Advertising agencies and corporate communication firms have been run successfully by professionals who are not trained in communications management. What need is JICM really serving for the industry?

Traditionally, fresh graduates who join advertising agencies or corporate communication firms take a long ramp up time for getting acclimatized to the business, culture and environment of the company. By following a pedagogy that focuses on practice, we expect this time to come down in our graduates. Secondly, people who are 20 years into the industry now have little technological expertise and in that sense, many of them are out of touch with the latest technological advancements in the communications space. Our focus on latest technology in the media space will help bridge this gap. The digital communications school for example, would expose people to latest platforms such as mobile phones, the Internet, Facebook, Wikis and so on.

What kind of careers would the PGDM – Marketing Communications prepare students for?

Students will be prepared to join management positions in advertising agencies, corporate communication firms, media research companies and event management and direct marketing agencies.

How many seats are you launching the course with in 2009?

We are launching with 60 seats in the beginning for which we have a letter of intent from AICTE for their approval. As of now we do not know how we will expand the number of seats.

What kind of infrastructure are you building for the institute?

Our building is nearing completion and will be ready in about 3 months. The campus will be residential. As I mentioned earlier, our infrastructure would include a live advertising agency, radio station, digital studio and newspaper facility within campus.

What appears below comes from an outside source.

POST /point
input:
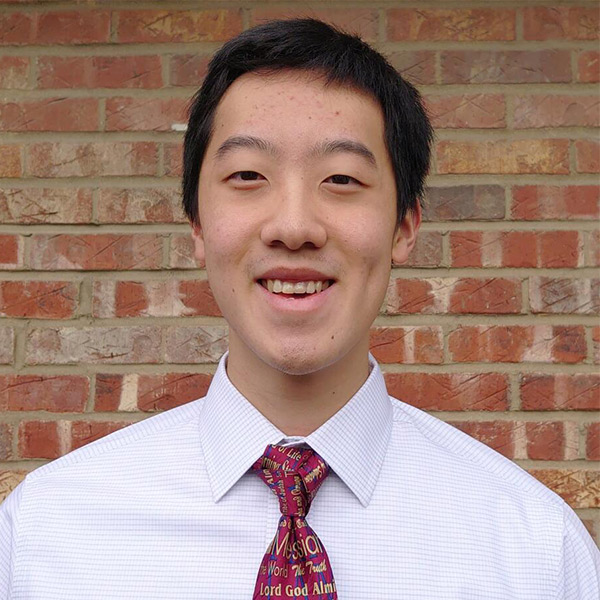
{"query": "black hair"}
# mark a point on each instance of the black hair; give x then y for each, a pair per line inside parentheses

How are you going about admissions for the course?

We will shortlist students based on their CAT and MAT scores, after which the student will have to take the JICM Entrance Test (JICMET). The JICMET will have writing tests and case studies which the students would have to solve. We’ll broadly be looking at general awareness, ability to see the communications angle to the case studies and oral and written presentation skills.

For a school admitting its first batch, how would you bring about a certain level of quality in the batch? How do you plan to not just admit leftover students?

Usually, a new institute takes a couple of years to create an identity for itself, after which if all things work then the quality increases batch by batch. However, CAT is not the only criteria we are looking at. We are also open to competent professionals with some relevant media or communications work experience, which we will give importance to while shortlisting.

Tell us more about the advertising agency you plan to run in the campus. Bhopal being a relatively low-key city, aren’t the opportunities to run a really purposeful advertising practice limited here?

If you see, none of the Hindi speaking areas in the country have a professionally run advertising agency and this is a space we can fill, by working with local businesses in and around Bhopal. The agency on campus will partly do business and partly be a training center. Part of whatever students earn from the agency would be kept by the institute.

What kind of pedagogy and curriculum have you planned for JICM?

The pedagogy would focus on practice. There would be three hours of classes every day followed by live projects in the in-house advertising agency for the remaining part of the day. Such a schedule will be spread over six trimesters across two years, with six courses in each trimester.

How many faculty members have you recruited and what is the plan for expansion in the future?

We have 3 fulltime faculty now, which we plan to increase to 8 by the time we launch the program in 2009. In the long term when we open up the other three schools, we might end up with 40 faculty members.